La ingeniería de poco le valió a Vicente Leñero. Fue un caso de vocación errada quizá. Su existencia cotidiana le llevó a dejar el lenguaje técnico y preciso de las estructuras, de los mecanismos y de la mecánica o la física, relativos a su carrera, por el lenguaje vivo y rico, para hablar de la vida. De la vida del mexicano, sobre todo.

En la carrera de Ciencias de la Comunicación, en el periodismo, me acuerdo, se hablaba de Vicente Leñero como si fuera una “vaca sagrada”, el gran gurú que tenía la última palabra y a quien había que hacer una reverencia al mencionar su nombre.

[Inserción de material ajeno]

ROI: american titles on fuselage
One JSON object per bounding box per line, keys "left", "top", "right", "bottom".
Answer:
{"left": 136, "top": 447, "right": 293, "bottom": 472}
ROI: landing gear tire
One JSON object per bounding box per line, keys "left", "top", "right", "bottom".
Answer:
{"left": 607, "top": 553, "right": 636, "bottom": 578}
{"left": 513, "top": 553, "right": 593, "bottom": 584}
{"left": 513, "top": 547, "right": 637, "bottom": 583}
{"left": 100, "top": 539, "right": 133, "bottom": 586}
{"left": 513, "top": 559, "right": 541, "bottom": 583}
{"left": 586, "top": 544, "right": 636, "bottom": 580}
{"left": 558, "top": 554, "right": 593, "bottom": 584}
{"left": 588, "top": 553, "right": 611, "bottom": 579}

Pero nada más lejano de la realidad. Don Vicente fue el sencillo y generoso maestro de todos quienes estamos en este ejercicio, tanto por el Manual de Periodismo que escribió con Carlos Marín, y que fue curiosamente presentado originalmente como un curso de periodismo por correspondencia en 40 lecciones, como también por sus obras, pero además por la conducta intachable e insobornable, que representó para todos un ejemplar testimonio de vida.

Brincó de la talacha periodística al preciosismo de la literatura, siempre en la delgada línea que las separa. Ha sido el autor mexicano que nos demostró con sus textos, que nunca estuvo mejor ejemplificada la relación de parentesco por afinidad entre las dos disciplinas.

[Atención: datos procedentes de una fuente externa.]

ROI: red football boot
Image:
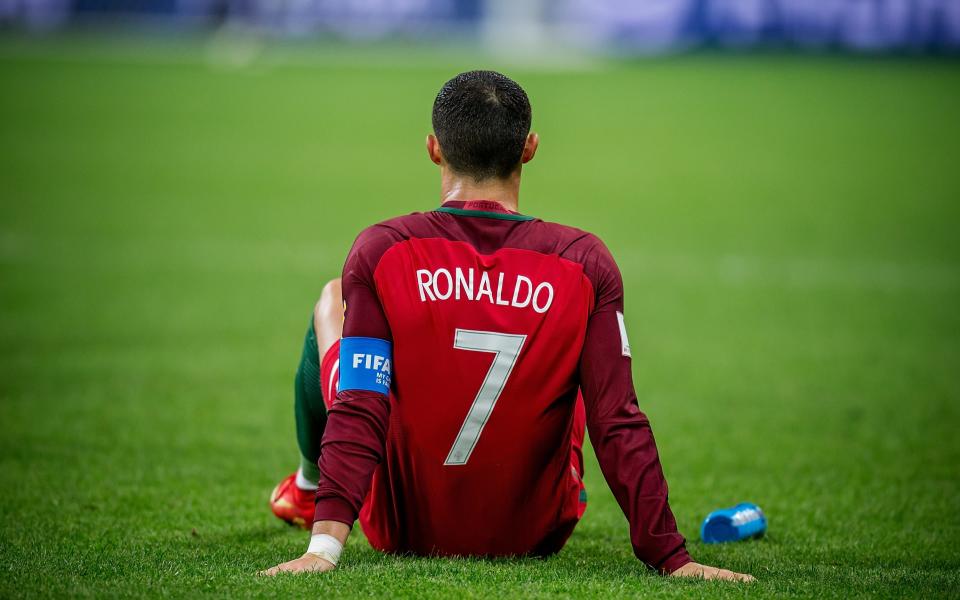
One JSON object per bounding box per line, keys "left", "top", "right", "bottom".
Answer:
{"left": 270, "top": 472, "right": 315, "bottom": 529}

A Vicente Leñero le pasó como a Julio Scherer, por ejemplo, quien primero quiso ser abogado y luego estudió Filosofía, o a Gabriel García Márquez, que también comenzó estudios de Derecho, pero finalmente fueron absorbidos por el periodismo.

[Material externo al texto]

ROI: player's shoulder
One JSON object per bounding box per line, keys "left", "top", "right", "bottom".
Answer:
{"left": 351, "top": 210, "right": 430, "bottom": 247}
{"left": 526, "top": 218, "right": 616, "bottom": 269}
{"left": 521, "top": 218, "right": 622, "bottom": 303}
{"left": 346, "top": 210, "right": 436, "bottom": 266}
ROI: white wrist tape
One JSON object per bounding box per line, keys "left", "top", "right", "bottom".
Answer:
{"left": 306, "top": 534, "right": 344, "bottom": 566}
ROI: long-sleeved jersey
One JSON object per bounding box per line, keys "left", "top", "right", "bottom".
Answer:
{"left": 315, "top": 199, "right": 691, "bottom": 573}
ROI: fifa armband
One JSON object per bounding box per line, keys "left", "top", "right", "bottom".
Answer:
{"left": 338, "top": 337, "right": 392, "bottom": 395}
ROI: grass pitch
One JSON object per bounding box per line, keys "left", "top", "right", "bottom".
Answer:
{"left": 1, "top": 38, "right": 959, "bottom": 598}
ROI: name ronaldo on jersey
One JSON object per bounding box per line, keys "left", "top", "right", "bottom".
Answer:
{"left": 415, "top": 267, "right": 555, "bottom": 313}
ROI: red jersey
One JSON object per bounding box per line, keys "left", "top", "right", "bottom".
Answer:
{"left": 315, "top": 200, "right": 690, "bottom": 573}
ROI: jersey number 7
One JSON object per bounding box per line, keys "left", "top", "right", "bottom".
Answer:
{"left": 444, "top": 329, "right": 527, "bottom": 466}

Sobre todo, le observamos una trayectoria con una alta ética profesional y el rigor del profesionalismo y la honestidad que le dio la congruencia. Estableció la disciplina de no mezclar las opiniones con la noticia, y evitar cualquier asomo de practicar un periodismo frívolo.

Nos compartió el lenguaje del barrio, de la vecindad, de las calles por las que pasamos todos los días, de la gente a la que nos encontramos a la vuelta de la esquina, de quienes hacen cada día lo que pueden y hasta donde les alcanza, por sobrevivir.

En las construcciones literarias que nos regaló Vicente Leñero, detrás (o en las tripas de las palabras y las frases, o la “carpintería” como la llamaba García Márquez) está la realidad que vio. La tragedia de los desposeídos, de aquellos a quienes les cae la desgracia por estar en el lugar y la hora equivocados, o de personajes a los que les queda ese dicho popular: “Pobre del pobre que al cielo no va… lo friegan aquí y lo friegan allá”.

Más que el poder, el dinero o las influencias, el centro de interés de don Vicente fue la gente, verdadera protagonista de su ejercicio periodístico y literario.

Podemos agradecer a don Vicente, donde quiera que esté, por compartirnos la visión de un país sin mitos, esa precisa manera de atizar las palabras y los verbos que, más que lógicos, le calzaron a la medida a la miseria, al dolor, a la injusticia, a la corrupción, pero también a las personas de carne y hueso, muchas veces con humor y sin solemnidades, en la búsqueda de una vida más pareja y libre para todos.